R packages for Stan 2.17.1 released


Actually, they were released before Christmas. We will have to push some fixes to CRAN in the next couple of days to fix things on Solaris, but otherwise they should be fine for StanCon.

The main change with StanHeaders (the R package that includes the Stan Math Library) is that a commit was made that fixed the massive slowdown due to using strings rather than pointers to character arrays for function names.

The main change to rstan is that it should work with a Mac that uses the upstream version of clang (which CRAN now uses) rather than Xcode’s clang. It is necessary that the upstream clang be installed in /usr/local/clang4/bin/clang++. After that, there should be no more “unknown exception” messages.

The changes to rstanarm were far more extensive. In terms of user-visible changes to existing functions:

  • The default prior on the auxiliary parameter in GLMs (e.g. sigma if the likelihood is Gaussian) is exponential rather than Cauchy. You can still specify prior_aux = cauchy() explicitly, although as always you probably will not get exactly the same numerical results as in previous rstanarm versions.
  • Aki’s new hierarchical shrinkage priors made it in ( https://twitter.com/avehtari/status/948670477240864768 ) and have new arguments (slab_df = 4 and slab_scale = 2.5).
  • Models estimated with stan_gamm4 may be a bit different now that stan_gamm4 is using mgcv::jagam to parse the formula rather than mgcv::gamm or gamm4::gamm4.

You can also use (some of) the families in the mgcv package with rstanarm model fitting functions. For example, the mgcv::betar family allows you to fit models with a beta likelihood using group-specific and / or non-linear functions with stan_glmer or stan_gamm4 as long as you are not parameterizing the auxiliary parameter (whereas the existing stan_betareg function allows you to parameterize the auxiliary parameter with covariates but does not permit group-specific or non-linear functions).
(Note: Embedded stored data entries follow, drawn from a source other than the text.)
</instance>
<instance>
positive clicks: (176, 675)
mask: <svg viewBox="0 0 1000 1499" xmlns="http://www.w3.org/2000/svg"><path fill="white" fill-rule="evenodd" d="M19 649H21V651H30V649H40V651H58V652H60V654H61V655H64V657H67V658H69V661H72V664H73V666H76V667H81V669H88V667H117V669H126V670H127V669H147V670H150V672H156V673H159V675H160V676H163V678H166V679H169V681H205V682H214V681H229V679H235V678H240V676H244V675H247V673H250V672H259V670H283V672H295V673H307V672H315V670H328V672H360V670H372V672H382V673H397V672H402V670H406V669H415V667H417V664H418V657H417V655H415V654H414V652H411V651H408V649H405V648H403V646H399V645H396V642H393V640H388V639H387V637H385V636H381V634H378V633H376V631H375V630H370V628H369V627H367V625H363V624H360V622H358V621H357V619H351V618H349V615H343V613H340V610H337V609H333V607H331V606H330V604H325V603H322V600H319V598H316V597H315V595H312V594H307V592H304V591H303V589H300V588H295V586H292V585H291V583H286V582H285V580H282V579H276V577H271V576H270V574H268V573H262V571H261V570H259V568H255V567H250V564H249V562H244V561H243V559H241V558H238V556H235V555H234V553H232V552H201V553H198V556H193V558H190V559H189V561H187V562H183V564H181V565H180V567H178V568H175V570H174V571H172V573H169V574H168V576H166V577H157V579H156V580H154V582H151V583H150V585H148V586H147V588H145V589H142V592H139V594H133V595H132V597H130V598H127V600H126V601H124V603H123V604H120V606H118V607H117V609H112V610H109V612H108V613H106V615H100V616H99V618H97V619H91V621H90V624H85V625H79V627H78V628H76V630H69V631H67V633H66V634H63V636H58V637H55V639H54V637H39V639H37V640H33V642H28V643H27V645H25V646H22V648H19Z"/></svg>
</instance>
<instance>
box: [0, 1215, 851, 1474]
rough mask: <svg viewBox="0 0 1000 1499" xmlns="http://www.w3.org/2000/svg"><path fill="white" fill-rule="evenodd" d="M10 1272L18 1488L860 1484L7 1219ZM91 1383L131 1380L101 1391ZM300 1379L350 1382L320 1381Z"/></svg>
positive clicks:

A bunch of new functions were added to rstanarm, such as

  • bayes_R2 which calculates the posterior distribution of the ratio of the variance (over the observations) of conditional mean to the variance of the predictive distribution for GLMs (including those with group-specific terms that you can condition on or integrate over). Andy already blogged about it.
  • stan_nlmer that uses the same likelihood as nlmer in the lme4 package, which fits models with a Gaussian likelihood but with a non-linear transformation of the linear predictor that can depend on group-specific terms. Even if you hate Bayesianism, the posterior means of these models (conditional on the group-specific terms) may well be more reliable than MLEs (that integrate over the group-specific terms), but watch out for multimodality in the posterior distribution
  • stan_clogit that uses the same likelihood as clogit in the survival package, which fits “case-control” models where by the research design a fixed number of observations within a group will be successes, such as a competition with exactly one winner per contest. The stan_clogit formula is a bit different than the clogit one in that the former can have lme4-style group-specific terms.

Finally, Sam Brilleman contributed a ton of code related to his Ph.D. dissertation. The stan_jm function is a lot like the JM function in the JM package or the JMbayes function in the JMbayes package in that it estimates a “joint” model for the survival time and the severity of the symptoms for people with terminal diseases. These two things are obviously not conditionally independent, and you can specify a variety of dependence forms for the association structure. Also, Sam contributed stan_mvmer, which is sort of a generalization of what stan_jm does but for lme4-style models that have multiple outcomes with correlated error terms.

We are using a different build process for rstanarm now, so new R packages that come with compiled Stan models should follow this pattern, which is enforced by the rstan_package.skeleton function in the rstantools R package. It is probably a good idea for existing R packages that come with compiled Stan models to migrate over to the new pattern, although not necessarily ASAP. Under the old way of doing things, Stan programs were in the exec/ folder and chunks of Stan code were in the inst/chunks/ folder. Now, Stan programs are in the root of the src/stan_files/ folder and chunks of Stan code can be in subfolders of src/stan_files/ and included via the “native” method in stanc (the #include statement must be flush left and there can be no whitespace or comments after the file name).

The new src/Makevars or src/Makevars.win files cause the Stan programs to be compiled separately and then combined into a shared object (whereas before we were gluing all the C++ files into a massive C++ file and compiling that). The upshot of this is that (packages like) rstanarm can now be compiled with much less RAM than before. Conversely, it takes much longer to build rstanarm from source unless you have previously specified the environmental variable MAKEFLAGS = -j4 or something (which negates the RAM savings). If you are not using Windows, the best of both worlds can be achieved by using link-time optimization in your local ~/.R/Makevars file and we may try to accomplish that automatically in the next version of rstanarm.


Thanks particularly for dealing with the Mac issues—these upstream errors are a pain (Ben’s working without actually having a Mac himself). Everyone else probably doesn’t realize just how much work went into this particular release for compatibility.